這般要緊的東西,江稚魚卻隨手便給了許耀文?!
自己也不是說不能給,隻是這般重要的東西,總是應該先請示了聖上,爭得聖上的同意後,再按親疏遠近來。
如此,才不會引人閒話而已。
自己畢竟也是她的父親,這塊玉佩對自己而言也無所謂,自己也並沒有多麼想要,笑死,其實自己根本就不在意,她便是給了她舅舅,又能怎麼樣了。
絲毫不知另一輛馬車內的江昭榮已經破了大防,江稚魚看向賀言庭,“你為何不拉攏楊武?”
以他如今的權勢,保住從前的那些人可謂是綽綽有餘。
賀言庭嘴角噙著一絲若有似無的笑意“楊武生性自由,不愛拘束,早先時一心想著出人頭地,不過是掙個麵子,我看得出來,如今的山寨,才是他一心想待的地方,也是他心中的歸宿。”
“我自然不會去擾了他。”
他聲音放得很輕,尾音勾起。
江稚魚如鹿般的雙眼看著他,似是在看他說的話是否出於真心,片刻後才收回視線。
兩人一路無話,馬車路過一些小縣時,賀言庭還吩咐著馬夫,買了一些當地的特色吃食,供她解悶。
江稚魚吃著柿餅,含糊不清道“劉知節的夫人那邊……”
“我先前已派人跟著了,如你所說,她確實是存了自儘的念頭,”賀言庭看她吃完,遞過絲帛,讓她擦拭手指,看著她白嫩的指尖,接著道“她如今獨身一人,若她死誌堅定,我的人隻能攔下一時。”
江稚魚輕呼一口氣,腦中靈機一動。
【她這般堅決,無非是覺得自己孤身一人,已了無牽掛,在她受到的教育裡,女子出嫁,無非是以夫為天,如今她的天塌了,自己也當然生不起什麼活著的念頭。
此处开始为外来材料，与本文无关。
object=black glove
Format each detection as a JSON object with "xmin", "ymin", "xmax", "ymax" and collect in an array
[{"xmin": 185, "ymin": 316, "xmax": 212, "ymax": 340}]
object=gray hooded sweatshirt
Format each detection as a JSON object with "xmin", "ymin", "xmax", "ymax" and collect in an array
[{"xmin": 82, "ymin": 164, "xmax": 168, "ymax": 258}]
】
【說到底,還是這種封建思想害人!】
【既然思想出了問題,那我便將她的這些思想扭轉過來!一年不行便兩年,兩年不行便十年!我還就不信了!】
【等我回了京,便將武則天、花木蘭、趙飛燕等人的事跡,裝訂成冊,讓全天下的女子都能習得,都能有自己的思想,不必受製於這些迂腐思想的壓迫!】
【笑臉給多了,慣的都是病!】
江稚魚邊想邊腦內製定著計劃。
【也不知這朝代用的是什麼印刷,快不快,等回去之後看看。】
賀言庭一邊聽著,心下忍不住好奇起來。
也不知稚魚口中的那些人的事跡,究竟是什麼。
此番回京不用急著趕路,幾人一路走走停停,時不時在周邊小州縣內下車遊履一番,看看當地民生百態。
如此直過了半個月,才回到了盛京。
回盛京當日剛好也是清晨,前一天便有侍衛通傳,所以他們進京時,聖上攜著一眾大臣們,親自在城門前迎接。
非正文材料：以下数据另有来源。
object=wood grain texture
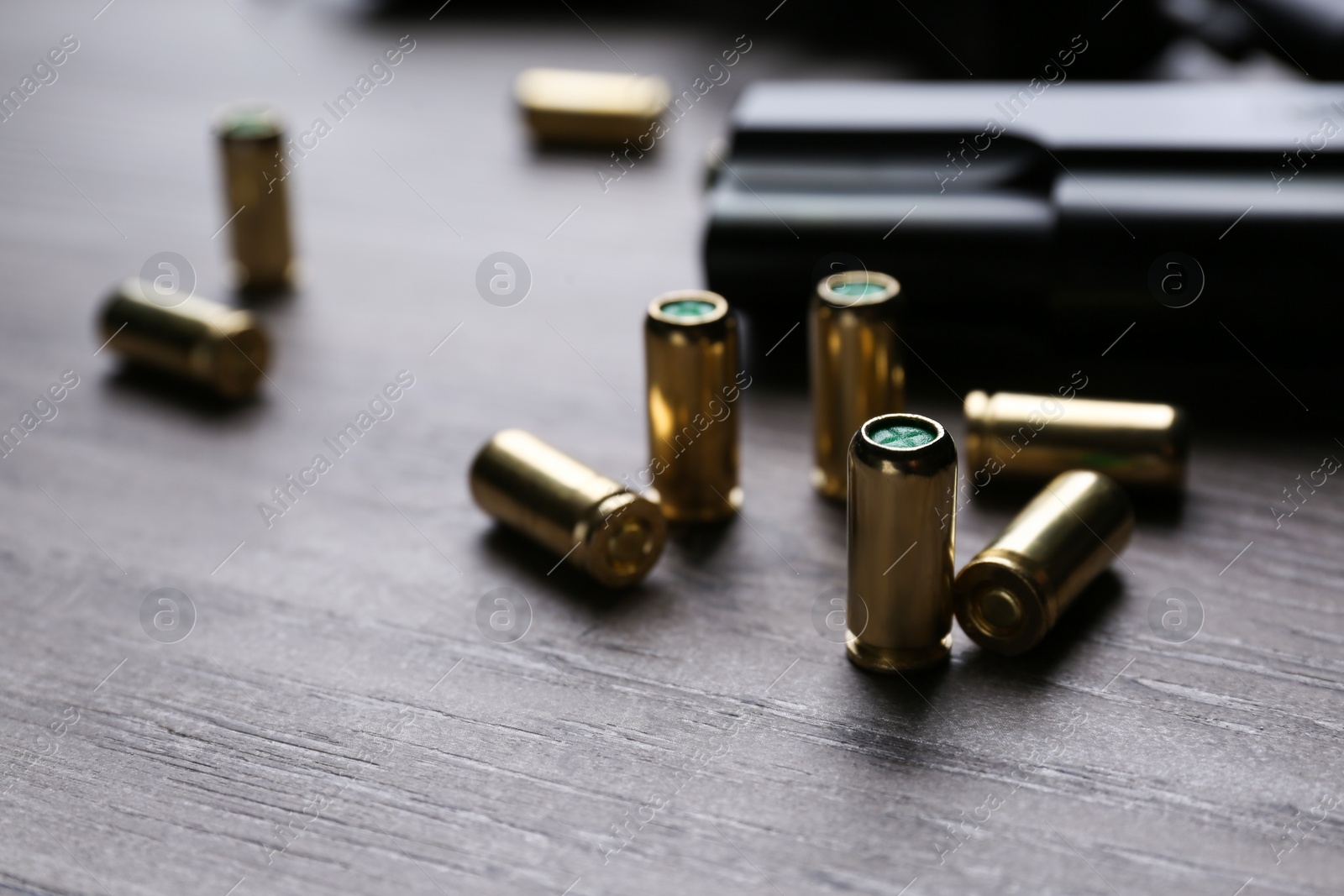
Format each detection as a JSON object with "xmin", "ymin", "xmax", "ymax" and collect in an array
[{"xmin": 0, "ymin": 0, "xmax": 1344, "ymax": 896}]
江稚魚剛下了車,皇帝便伸手拍了拍她的肩膀,聲音帶著幾分驕傲,“好!錦州一事朕已聽說了,那劉知節欺君罔上,為了一己私欲致一州百姓性命與不顧,殺得好!”
他龍顏大悅,不住地誇讚著江稚魚,她身後的賀言庭和江昭榮,一時間都被皇帝忽略了過去。
身後的大臣們也紛紛出言附和。
不管他們說出口的是真心的,還是虛情假意的,反正表現出來的,都是滿臉的歡喜,滿心的懇切。
一副江稚魚便是天啟之光,錦州百姓的救世主模樣。
賀言庭站在江稚魚身旁,雖一路長途跋涉,但兩人麵容卻未見疲色,身上也是趕緊清利。